Browser Cache: Why S3 Policy Changes Don't Show Up

Waken 2022-08-17

Spent an hour debugging why my S3 bucket policy changes weren’t working. Turns out: browser cache.

The Problem

Changed S3 bucket policy to make a file public. Tested in Chrome. Still getting 403 Forbidden.

# Changed policy
aws s3api put-bucket-policy --bucket mybucket --policy ...

# Test in browser
https://mybucket.s3.amazonaws.com/file.pdf
# Still 403?? WHY?

Tried everything:

Double-checked policy JSON
Verified permissions
Re-uploaded file
Still 403!

The Cause

Browsers cache everything, including:

Pages
Downloads
HTTP responses
Error pages (yes, even 403s!)

Even though S3 policy changed, Chrome was showing me the cached 403 response.

The Solution

Use wget or curl instead of browsers for testing:

# Test with curl (no cache)
curl -I https://mybucket.s3.amazonaws.com/file.pdf

# Output:
HTTP/1.1 200 OK  # It works!

Policy was fine all along.
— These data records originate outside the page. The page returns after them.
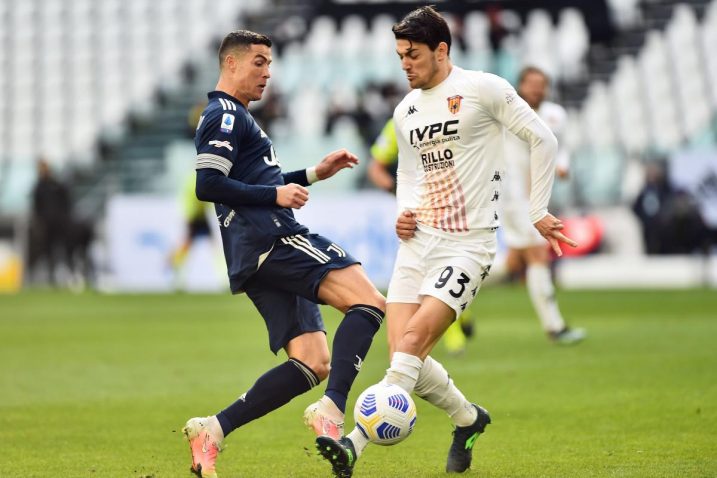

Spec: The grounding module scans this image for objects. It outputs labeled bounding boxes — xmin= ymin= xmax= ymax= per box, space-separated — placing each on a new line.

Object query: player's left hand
xmin=533 ymin=213 xmax=578 ymax=256
xmin=316 ymin=149 xmax=358 ymax=179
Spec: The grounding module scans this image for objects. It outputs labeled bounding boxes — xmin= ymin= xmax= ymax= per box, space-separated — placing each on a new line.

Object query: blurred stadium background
xmin=0 ymin=0 xmax=717 ymax=478
xmin=0 ymin=0 xmax=717 ymax=291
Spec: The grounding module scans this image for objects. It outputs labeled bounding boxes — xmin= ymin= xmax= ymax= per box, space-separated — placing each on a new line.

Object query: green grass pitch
xmin=0 ymin=287 xmax=717 ymax=478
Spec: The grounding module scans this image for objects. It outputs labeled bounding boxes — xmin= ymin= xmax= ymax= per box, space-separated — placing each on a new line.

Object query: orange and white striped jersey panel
xmin=415 ymin=169 xmax=468 ymax=232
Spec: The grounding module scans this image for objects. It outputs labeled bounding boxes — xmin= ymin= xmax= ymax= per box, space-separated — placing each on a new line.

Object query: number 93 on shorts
xmin=387 ymin=232 xmax=496 ymax=317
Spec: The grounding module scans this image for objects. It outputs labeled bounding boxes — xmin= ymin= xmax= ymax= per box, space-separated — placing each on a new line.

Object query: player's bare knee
xmin=396 ymin=329 xmax=431 ymax=357
xmin=362 ymin=289 xmax=386 ymax=313
xmin=311 ymin=360 xmax=331 ymax=382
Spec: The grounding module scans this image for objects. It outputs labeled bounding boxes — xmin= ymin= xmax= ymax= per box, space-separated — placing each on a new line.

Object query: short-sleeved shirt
xmin=194 ymin=91 xmax=309 ymax=293
xmin=393 ymin=66 xmax=536 ymax=235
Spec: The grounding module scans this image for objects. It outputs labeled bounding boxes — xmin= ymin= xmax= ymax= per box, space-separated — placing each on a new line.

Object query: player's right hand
xmin=533 ymin=213 xmax=578 ymax=257
xmin=396 ymin=209 xmax=416 ymax=241
xmin=276 ymin=183 xmax=309 ymax=209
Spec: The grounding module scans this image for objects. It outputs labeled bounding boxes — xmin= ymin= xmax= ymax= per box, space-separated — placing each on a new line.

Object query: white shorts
xmin=386 ymin=229 xmax=496 ymax=317
xmin=500 ymin=201 xmax=546 ymax=249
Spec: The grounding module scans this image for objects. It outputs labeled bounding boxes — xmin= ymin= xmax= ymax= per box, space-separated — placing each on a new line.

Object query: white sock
xmin=206 ymin=415 xmax=224 ymax=443
xmin=384 ymin=352 xmax=423 ymax=393
xmin=413 ymin=355 xmax=478 ymax=427
xmin=526 ymin=264 xmax=565 ymax=332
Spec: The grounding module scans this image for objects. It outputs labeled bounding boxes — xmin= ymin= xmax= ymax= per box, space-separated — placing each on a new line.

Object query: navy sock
xmin=326 ymin=304 xmax=384 ymax=412
xmin=217 ymin=359 xmax=319 ymax=436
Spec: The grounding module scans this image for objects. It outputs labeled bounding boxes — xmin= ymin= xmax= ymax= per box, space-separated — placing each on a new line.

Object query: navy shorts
xmin=243 ymin=234 xmax=359 ymax=353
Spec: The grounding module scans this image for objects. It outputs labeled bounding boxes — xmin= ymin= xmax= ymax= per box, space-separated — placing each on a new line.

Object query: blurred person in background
xmin=632 ymin=160 xmax=710 ymax=254
xmin=367 ymin=118 xmax=473 ymax=355
xmin=316 ymin=7 xmax=576 ymax=477
xmin=183 ymin=30 xmax=385 ymax=477
xmin=28 ymin=158 xmax=72 ymax=286
xmin=500 ymin=66 xmax=586 ymax=344
xmin=170 ymin=172 xmax=211 ymax=287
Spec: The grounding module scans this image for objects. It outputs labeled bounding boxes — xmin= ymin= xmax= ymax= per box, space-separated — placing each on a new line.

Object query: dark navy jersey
xmin=194 ymin=91 xmax=309 ymax=292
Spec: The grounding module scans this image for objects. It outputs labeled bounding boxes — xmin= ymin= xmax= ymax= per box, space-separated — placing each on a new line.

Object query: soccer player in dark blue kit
xmin=183 ymin=31 xmax=385 ymax=477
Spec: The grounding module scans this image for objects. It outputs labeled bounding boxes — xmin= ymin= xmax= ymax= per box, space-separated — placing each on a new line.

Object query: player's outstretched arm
xmin=276 ymin=183 xmax=309 ymax=209
xmin=315 ymin=149 xmax=358 ymax=180
xmin=534 ymin=213 xmax=578 ymax=256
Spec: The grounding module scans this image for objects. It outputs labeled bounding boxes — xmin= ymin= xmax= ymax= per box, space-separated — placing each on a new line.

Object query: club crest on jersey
xmin=221 ymin=113 xmax=234 ymax=133
xmin=446 ymin=95 xmax=463 ymax=114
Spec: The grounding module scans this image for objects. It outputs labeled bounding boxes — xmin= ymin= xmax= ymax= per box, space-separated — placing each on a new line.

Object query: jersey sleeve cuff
xmin=195 ymin=153 xmax=232 ymax=176
xmin=530 ymin=209 xmax=548 ymax=224
xmin=306 ymin=166 xmax=319 ymax=184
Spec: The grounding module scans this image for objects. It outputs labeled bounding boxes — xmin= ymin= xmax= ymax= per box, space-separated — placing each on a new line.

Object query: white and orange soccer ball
xmin=354 ymin=383 xmax=417 ymax=445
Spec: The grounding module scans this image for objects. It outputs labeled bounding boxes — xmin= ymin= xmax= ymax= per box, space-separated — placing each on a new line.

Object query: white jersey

Browser was lying to me.

Force Refresh in Browser

If you must use a browser:

Cmd+Shift+R (Mac)
Ctrl+Shift+R (Windows/Linux)

Hard refresh bypasses cache. But easier to just use curl.

Lesson

For testing HTTP changes:

✅ curl or wget - fresh request every time
❌ Browser - might show cached response

Browsers are great for end users. Terrible for testing infrastructure changes.

Now I know: S3 policy testing = curl, not Chrome.